From 3dbfe70c12f90e38cdd3773efe66f58dc6f454e9 Mon Sep 17 00:00:00 2001
From: "K. de Jong" <kjong+dev@neobits.nl>
Date: Sat, 10 Jun 2023 08:56:22 +0200
Subject: [PATCH 1/6] test(pillar.example): add `includes`

---
 firewalld/files/service.xml | 5 +++++
 1 file changed, 5 insertions(+)

diff --git a/firewalld/files/service.xml b/firewalld/files/service.xml
index 7d92f35..6a0d859 100644
--- a/firewalld/files/service.xml
+++ b/firewalld/files/service.xml
@@ -79,4 +79,9 @@
     {%- endfor %}
   {%- endif %}
 {%- endif %}
+{%- if 'includes' in service %}
+  {%- for v in service.includes %}
+  <include service="{{ v }}" />
+  {%- endfor %}
+{%- endif %}
 </service>

From 75bdbebf3c4d0e4bd7d67f901a815a2596ee5495 Mon Sep 17 00:00:00 2001
From: "K. de Jong" <kjong+dev@neobits.nl>
Date: Wed, 8 May 2024 15:26:05 +0200
Subject: [PATCH 2/6] feat(zone): adding forwarding option to zone

---
 firewalld/files/zone.xml | 3 +++
 1 file changed, 3 insertions(+)

diff --git a/firewalld/files/zone.xml b/firewalld/files/zone.xml
index 2276939..f968308 100644
--- a/firewalld/files/zone.xml
+++ b/firewalld/files/zone.xml
@@ -33,6 +33,9 @@
   {%- if 'masquerade' in rule %}
     {%- if rule.masquerade %}<masquerade/>{%- endif %}
   {%- endif %}
+  {%- if 'forward' in rule %}
+    {%- if rule.forward %}<forward/>{%- endif %}
+  {%- endif %}
   {%- if 'forward_port' in rule %}
     {%- if 'comment' in rule.forward_port %}
       <!-- {{ rule.forward_port.comment }} -->

From f34a48073c0f39a0c0980cb6bbe8c1aff9ca5f2c Mon Sep 17 00:00:00 2001
From: "K. de Jong" <kjong+dev@neobits.nl>
Date: Wed, 8 May 2024 15:31:10 +0200
Subject: [PATCH 3/6] chore(service): removed changes not intended for this
 branch

---
 firewalld/files/service.xml | 5 -----
 1 file changed, 5 deletions(-)

diff --git a/firewalld/files/service.xml b/firewalld/files/service.xml
index 6a0d859..7d92f35 100644
--- a/firewalld/files/service.xml
+++ b/firewalld/files/service.xml
@@ -79,9 +79,4 @@
     {%- endfor %}
   {%- endif %}
 {%- endif %}
-{%- if 'includes' in service %}
-  {%- for v in service.includes %}
-  <include service="{{ v }}" />
-  {%- endfor %}
-{%- endif %}
 </service>

From a91cd95ebb66e7c6044379504c3ca411fdd1f801 Mon Sep 17 00:00:00 2001
From: "K. de Jong" <kjong+dev@neobits.nl>
Date: Wed, 8 May 2024 16:14:02 +0200
Subject: [PATCH 4/6] fix(zone): the forward statement was set in the rule
 section

---
 firewalld/files/zone.xml                                 | 6 +++---
 test/integration/default/files/_mapdata/almalinux-8.yaml | 1 +
 2 files changed, 4 insertions(+), 3 deletions(-)

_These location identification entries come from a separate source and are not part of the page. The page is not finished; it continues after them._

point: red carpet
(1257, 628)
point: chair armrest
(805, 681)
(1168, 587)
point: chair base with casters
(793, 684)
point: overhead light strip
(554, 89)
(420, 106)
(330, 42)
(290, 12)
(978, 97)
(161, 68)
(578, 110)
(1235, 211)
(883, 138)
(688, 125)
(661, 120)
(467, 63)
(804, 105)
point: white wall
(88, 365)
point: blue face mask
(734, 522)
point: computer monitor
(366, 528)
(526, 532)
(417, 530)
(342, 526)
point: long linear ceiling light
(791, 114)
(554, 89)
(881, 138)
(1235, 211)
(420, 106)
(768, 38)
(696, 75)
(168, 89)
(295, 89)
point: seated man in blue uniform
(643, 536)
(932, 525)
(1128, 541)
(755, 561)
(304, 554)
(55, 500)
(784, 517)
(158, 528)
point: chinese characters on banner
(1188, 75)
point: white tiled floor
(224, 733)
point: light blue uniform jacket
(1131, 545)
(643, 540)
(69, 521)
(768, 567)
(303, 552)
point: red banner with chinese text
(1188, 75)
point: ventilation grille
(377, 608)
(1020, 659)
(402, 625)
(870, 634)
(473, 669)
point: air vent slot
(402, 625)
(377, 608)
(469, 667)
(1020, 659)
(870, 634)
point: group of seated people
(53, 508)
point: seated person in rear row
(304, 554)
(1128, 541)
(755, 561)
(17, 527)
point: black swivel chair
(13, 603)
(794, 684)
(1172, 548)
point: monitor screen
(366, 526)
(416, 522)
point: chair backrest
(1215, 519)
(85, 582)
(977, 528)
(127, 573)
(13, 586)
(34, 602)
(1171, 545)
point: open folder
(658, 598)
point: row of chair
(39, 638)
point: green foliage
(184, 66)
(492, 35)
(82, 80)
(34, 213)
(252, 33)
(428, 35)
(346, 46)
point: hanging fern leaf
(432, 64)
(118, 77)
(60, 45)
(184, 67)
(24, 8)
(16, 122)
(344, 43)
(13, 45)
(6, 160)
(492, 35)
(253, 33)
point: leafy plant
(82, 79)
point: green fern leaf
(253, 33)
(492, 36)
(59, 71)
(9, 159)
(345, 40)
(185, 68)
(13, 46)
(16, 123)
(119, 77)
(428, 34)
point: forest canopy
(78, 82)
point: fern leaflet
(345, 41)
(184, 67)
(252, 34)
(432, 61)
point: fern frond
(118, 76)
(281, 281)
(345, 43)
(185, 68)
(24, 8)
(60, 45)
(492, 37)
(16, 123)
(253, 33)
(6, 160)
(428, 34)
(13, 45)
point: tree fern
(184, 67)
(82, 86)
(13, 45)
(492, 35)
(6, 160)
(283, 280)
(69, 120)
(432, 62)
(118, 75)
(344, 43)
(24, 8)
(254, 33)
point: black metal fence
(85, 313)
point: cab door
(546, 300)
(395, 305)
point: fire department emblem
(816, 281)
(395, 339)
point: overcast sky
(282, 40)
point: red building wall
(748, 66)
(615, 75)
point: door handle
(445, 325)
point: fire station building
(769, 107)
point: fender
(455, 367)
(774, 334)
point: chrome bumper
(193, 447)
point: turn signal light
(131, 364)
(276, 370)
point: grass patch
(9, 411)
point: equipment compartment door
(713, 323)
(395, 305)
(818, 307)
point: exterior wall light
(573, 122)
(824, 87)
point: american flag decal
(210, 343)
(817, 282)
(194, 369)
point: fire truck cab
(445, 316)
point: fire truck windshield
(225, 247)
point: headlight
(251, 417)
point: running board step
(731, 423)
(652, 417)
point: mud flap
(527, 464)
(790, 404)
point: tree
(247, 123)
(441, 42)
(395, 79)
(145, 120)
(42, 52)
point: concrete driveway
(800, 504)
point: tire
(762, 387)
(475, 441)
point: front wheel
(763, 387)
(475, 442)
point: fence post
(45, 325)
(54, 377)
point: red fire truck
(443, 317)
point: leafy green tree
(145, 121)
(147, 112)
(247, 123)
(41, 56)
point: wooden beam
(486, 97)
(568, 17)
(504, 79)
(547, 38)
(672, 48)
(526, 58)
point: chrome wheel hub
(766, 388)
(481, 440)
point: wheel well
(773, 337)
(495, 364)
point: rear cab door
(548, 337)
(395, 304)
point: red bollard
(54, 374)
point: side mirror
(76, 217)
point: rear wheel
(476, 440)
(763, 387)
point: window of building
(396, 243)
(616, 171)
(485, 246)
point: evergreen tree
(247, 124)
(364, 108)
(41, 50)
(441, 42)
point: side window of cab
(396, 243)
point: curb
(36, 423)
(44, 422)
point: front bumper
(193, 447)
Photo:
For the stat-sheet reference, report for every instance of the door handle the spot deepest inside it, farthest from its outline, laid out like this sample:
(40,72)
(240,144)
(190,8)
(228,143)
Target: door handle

diff --git a/firewalld/files/zone.xml b/firewalld/files/zone.xml
index f968308..740af79 100644
--- a/firewalld/files/zone.xml
+++ b/firewalld/files/zone.xml
@@ -33,9 +33,6 @@
   {%- if 'masquerade' in rule %}
     {%- if rule.masquerade %}<masquerade/>{%- endif %}
   {%- endif %}
-  {%- if 'forward' in rule %}
-    {%- if rule.forward %}<forward/>{%- endif %}
-  {%- endif %}
   {%- if 'forward_port' in rule %}
     {%- if 'comment' in rule.forward_port %}
       <!-- {{ rule.forward_port.comment }} -->
@@ -139,6 +136,9 @@
   <forward-port port="{{ v.portid }}" protocol="{{ v.protocol }}"{%- if 'to_port' in v %} to-port="{{ v.to_port }}"{%- endif %}{%- if 'to_addr' in v %} to-addr="{{ v.to_addr }}"{%- endif %} />
   {%- endfor %}
 {%- endif %}
+{%- if 'forward' in zone %}
+  {%- if rule.forward %}<forward/>{%- endif %}
+{%- endif %}
 {%- if 'source_ports' in zone %}
   {%- for v in zone.source_ports %}
     {%- if 'comment' in v %}
diff --git a/test/integration/default/files/_mapdata/almalinux-8.yaml b/test/integration/default/files/_mapdata/almalinux-8.yaml
index 2b396a8..d617f7f 100644
--- a/test/integration/default/files/_mapdata/almalinux-8.yaml
+++ b/test/integration/default/files/_mapdata/almalinux-8.yaml
@@ -112,6 +112,7 @@ values:
         are accepted.
       other_services:
       - zabbixcustom
+      forward: true
       ports:
       - comment: zabbix-agent
         port: 10050

From ba7f9d9f6a9bebaef74fd47291e3ca5ab0dd716f Mon Sep 17 00:00:00 2001
From: "K. de Jong" <kjong+dev@neobits.nl>
Date: Wed, 8 May 2024 16:18:40 +0200
Subject: [PATCH 5/6] docs(zone): added forwarding to pillar example

---
 pillar.example | 1 +
 1 file changed, 1 insertion(+)

diff --git a/pillar.example b/pillar.example
index 87d4690..4559d46 100644
--- a/pillar.example
+++ b/pillar.example
@@ -116,6 +116,7 @@ firewalld:
         - zabbixcustom
       protocols:
         - igmp
+      forward: true
       rich_rules:
         - family: ipv4
           source:

From c9919881a7b52c78f1fa230f8b918e97b8327fb4 Mon Sep 17 00:00:00 2001
From: "K. de Jong" <kjong+dev@neobits.nl>
Date: Wed, 8 May 2024 16:46:52 +0200
Subject: [PATCH 6/6] fix(zone): fixed conditional and formatting of template
 for forwarding

---
 firewalld/files/zone.xml | 8 +++++---
 1 file changed, 5 insertions(+), 3 deletions(-)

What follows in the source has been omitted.